Here is a 20-minute breakdown for Task 1:
- Minutes 1-3: Read the question, study the visual or letter prompt, identify key features or bullet points.
- Minutes 3-5: Plan your response. For Academic, note the main trends and decide how to group your detail paragraphs. For GT, identify the required tone and outline how you will cover each bullet point.
- Minutes 5-17: Write your response. Aim for 160 to 180 words. Going significantly over 150 is fine, but writing 250 words means you are spending time that belongs to Task 2.
- Minutes 17-20: Proofread. Check for subject-verb agreement, article errors, spelling mistakes, and missing plural forms. These small corrections can make the difference between bands.
Common Mistakes That Cost Marks
No overview (Academic). This is the single most costly omission. Without a clear overview paragraph that summarises the main trends or features, you cannot score above Band 5 in Task Achievement.
Including personal opinions (Academic). Task 1 is a report, not an essay. Writing "I think this trend will continue" or "The government should address this" is inappropriate and will lower your score.
Wrong register (GT).
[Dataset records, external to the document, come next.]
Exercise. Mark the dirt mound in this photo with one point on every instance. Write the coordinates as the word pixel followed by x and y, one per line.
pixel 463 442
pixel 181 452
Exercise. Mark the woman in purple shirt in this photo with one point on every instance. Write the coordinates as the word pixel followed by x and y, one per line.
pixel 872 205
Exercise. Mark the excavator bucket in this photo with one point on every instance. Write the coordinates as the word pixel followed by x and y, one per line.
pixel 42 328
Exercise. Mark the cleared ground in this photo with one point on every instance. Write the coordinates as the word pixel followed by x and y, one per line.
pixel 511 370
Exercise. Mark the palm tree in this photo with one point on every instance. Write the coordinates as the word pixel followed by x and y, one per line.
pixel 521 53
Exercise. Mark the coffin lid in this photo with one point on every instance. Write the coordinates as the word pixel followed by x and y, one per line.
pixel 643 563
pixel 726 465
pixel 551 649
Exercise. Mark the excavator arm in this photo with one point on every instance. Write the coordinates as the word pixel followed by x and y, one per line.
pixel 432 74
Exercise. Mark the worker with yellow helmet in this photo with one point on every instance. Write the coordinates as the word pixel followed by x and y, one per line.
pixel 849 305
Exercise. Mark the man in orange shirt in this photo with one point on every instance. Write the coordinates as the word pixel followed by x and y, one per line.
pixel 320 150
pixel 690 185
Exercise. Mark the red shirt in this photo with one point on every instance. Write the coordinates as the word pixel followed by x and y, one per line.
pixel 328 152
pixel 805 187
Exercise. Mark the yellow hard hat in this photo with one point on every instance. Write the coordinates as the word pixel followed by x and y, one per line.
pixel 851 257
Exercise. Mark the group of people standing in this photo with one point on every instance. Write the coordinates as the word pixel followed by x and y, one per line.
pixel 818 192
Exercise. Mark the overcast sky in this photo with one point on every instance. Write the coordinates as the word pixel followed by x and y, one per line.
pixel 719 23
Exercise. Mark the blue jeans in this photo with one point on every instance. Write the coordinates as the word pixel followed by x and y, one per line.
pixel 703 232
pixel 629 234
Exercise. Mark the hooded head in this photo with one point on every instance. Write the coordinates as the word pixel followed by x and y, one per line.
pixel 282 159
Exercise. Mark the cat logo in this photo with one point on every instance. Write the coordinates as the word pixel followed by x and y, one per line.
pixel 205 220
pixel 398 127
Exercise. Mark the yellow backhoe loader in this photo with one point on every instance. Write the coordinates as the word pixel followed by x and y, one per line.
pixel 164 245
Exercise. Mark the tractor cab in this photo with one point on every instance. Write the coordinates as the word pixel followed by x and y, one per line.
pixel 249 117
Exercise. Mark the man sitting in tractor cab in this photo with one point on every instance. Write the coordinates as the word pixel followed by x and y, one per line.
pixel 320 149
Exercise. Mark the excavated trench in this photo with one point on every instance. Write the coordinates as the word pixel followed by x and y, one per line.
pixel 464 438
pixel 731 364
Using informal language in a formal letter or overly stiff language with a friend signals poor task awareness.
Trying to describe every data point (Academic). You are expected to select key features, not report every number. A table with 20 data points should be summarised, not listed exhaustively.
Underdeveloping bullet points (GT). Each of the three bullet points should receive roughly equal treatment. Writing five sentences about the first point and one sentence about the third is a common imbalance.
Writing under 150 words. Responses under 150 words receive a penalty. Count your words during practice until you can reliably gauge length by sight.
Ignoring paragraph structure. A single block of text without paragraphs will be penalised under Coherence and Cohesion regardless of content quality.
Practical Tips for Band 7
Paraphrase the rubric. Never copy the question wording into your introduction. Examiners watch for this, and copied words are not counted toward your word count.
Learn 3 to 4 ways to express each trend. Instead of always writing "increased," alternate with "rose," "climbed," "grew," and "saw an increase." This demonstrates lexical resource.
Use the overview to show you understand the big picture. Examiners have said repeatedly that the overview is the single most important element of an Academic Task 1 response.
Practise with a word counter. Knowing how 150, 170, and 200 words look in your handwriting (or typing speed) removes anxiety about length on test day. The Word Counter tool helps you calibrate during practice.
Study real band 7, 8, and 9 sample responses. Reading high-scoring responses teaches you more about structure and language than any list of tips. Compare them to Band 5 and 6 responses to see the differences concretely.
Task 1 is a learnable skill. The question types are predictable, the structure is formulaic, and the assessment criteria are public. With focused practice and an understanding of what examiners want, moving from Band 6 to Band 7 is well within reach.